16/7  Mitgefühl zulassen

Kategorie: Allgemein    Von Heinrich von Grünigen um 15:27

Dies ist die berührende Geschichte von Dr. Peter Attia. In einer TV-Show hatte er ein Statement abgegeben. Er hatte berichtet, dass er einmal eine Patientin zu betreuen hatte, die infolge ihres Übergewichts einen Diabetes entwickelt hatte, der so weit fortgeschritten war, dass man ihren Fuss amputieren musste.

Attia erinnerte sich, dass ihn beim Anblick des offenen Fusses mit der schwärenden Wunde der Gedanke befiel, ob diese Frau nicht ihr Leiden ein Stück weit selber verurschuldet habe, denn wenn sie weniger gegessen und sich mehr bewegt hätte… Und im gleichen Augenblick wurde ihm bewusst, mit welch anderen Gefühlen der Anteilnahme er wenige Tage zuvor eine junge, frisch verheiratete Frau behandelt hatte, deren Schmerzen im Rückenbereich sich als eine fortgeschrittene Krebserkrankung herausgestellt hatten.

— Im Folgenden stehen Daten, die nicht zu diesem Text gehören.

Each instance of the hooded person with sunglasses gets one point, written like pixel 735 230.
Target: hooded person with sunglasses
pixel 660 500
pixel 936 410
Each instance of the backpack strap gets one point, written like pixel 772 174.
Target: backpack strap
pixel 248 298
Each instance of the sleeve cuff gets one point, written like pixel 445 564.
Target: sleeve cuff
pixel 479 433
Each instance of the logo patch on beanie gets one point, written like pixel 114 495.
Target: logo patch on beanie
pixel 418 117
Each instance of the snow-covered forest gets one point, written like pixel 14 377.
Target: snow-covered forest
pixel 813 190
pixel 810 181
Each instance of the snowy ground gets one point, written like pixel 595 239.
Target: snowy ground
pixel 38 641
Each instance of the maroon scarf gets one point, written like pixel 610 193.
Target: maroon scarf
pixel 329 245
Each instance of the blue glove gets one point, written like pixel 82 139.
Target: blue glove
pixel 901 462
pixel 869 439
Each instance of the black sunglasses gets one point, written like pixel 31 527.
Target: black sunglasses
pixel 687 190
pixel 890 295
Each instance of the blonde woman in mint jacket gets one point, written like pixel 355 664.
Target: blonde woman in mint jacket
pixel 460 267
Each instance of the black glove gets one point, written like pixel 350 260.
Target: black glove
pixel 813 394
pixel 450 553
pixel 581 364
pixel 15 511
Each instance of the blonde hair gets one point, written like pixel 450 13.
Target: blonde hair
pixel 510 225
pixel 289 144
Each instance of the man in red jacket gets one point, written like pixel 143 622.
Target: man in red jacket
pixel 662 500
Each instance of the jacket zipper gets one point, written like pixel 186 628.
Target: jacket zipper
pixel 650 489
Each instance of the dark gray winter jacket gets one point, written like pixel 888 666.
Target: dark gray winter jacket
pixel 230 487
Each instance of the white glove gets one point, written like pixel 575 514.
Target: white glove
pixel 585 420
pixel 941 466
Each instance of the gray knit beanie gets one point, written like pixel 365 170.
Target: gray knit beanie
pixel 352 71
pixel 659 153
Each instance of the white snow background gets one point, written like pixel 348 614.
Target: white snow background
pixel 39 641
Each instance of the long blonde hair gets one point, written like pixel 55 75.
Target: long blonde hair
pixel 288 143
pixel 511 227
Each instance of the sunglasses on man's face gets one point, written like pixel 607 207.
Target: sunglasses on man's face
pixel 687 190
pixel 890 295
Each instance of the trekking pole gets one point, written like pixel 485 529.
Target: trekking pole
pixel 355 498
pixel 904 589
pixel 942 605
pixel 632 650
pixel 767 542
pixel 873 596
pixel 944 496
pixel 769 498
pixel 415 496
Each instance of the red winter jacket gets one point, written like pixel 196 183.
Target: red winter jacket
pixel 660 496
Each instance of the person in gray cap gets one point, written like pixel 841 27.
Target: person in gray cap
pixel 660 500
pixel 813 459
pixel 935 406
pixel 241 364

Im Rückblick wurde ihm klar, wie unfair und voreingenommen er in seinen Gefühlen der übergewichtigen Patientin gegenüber gewesen war und er entschuldigte sich in der TV-Sendung öffentlich für seine Haltung. – Die Rückmeldungen, die er darauf erhielt, waren überwältigend. Zahlreiche Ärzte meldeten sich, die ihm mitteilten, dass sie jahrelang wie er reagieert hätten und dass die öffentliche Diskussion ihnen nun die Augen geöffnet habe.

Wie kommen wir dazu, sagten sie, unsere Patienten zu beurteilen – und sogar zu ver-urteilen – , von denen wir doch so wenig wissen, dass wir uns gar nicht in ihre Lage versetzen können. Menschen, die alles unternehmen, jede Empfehlung beachten und so „gesund“ zu leben versuchen wie es nur geht… und die doch nicht abnehmen können, weil die Ursachen ihres Leidens viel komplexer sind.

Ein Arzt – ein Adipositas-Spezialist – hat mir den Link zu dieser Geschichte geschickt, mit der Bemerkung, dass wir bei uns wohl insgesamt noch weit von einer solchen anteilnehmenden Haltung entfernt sind… dass diese Geschichte aber die Richtung weist, in welcher wir uns bewegen sollten. Ein wichtiger Gedanke.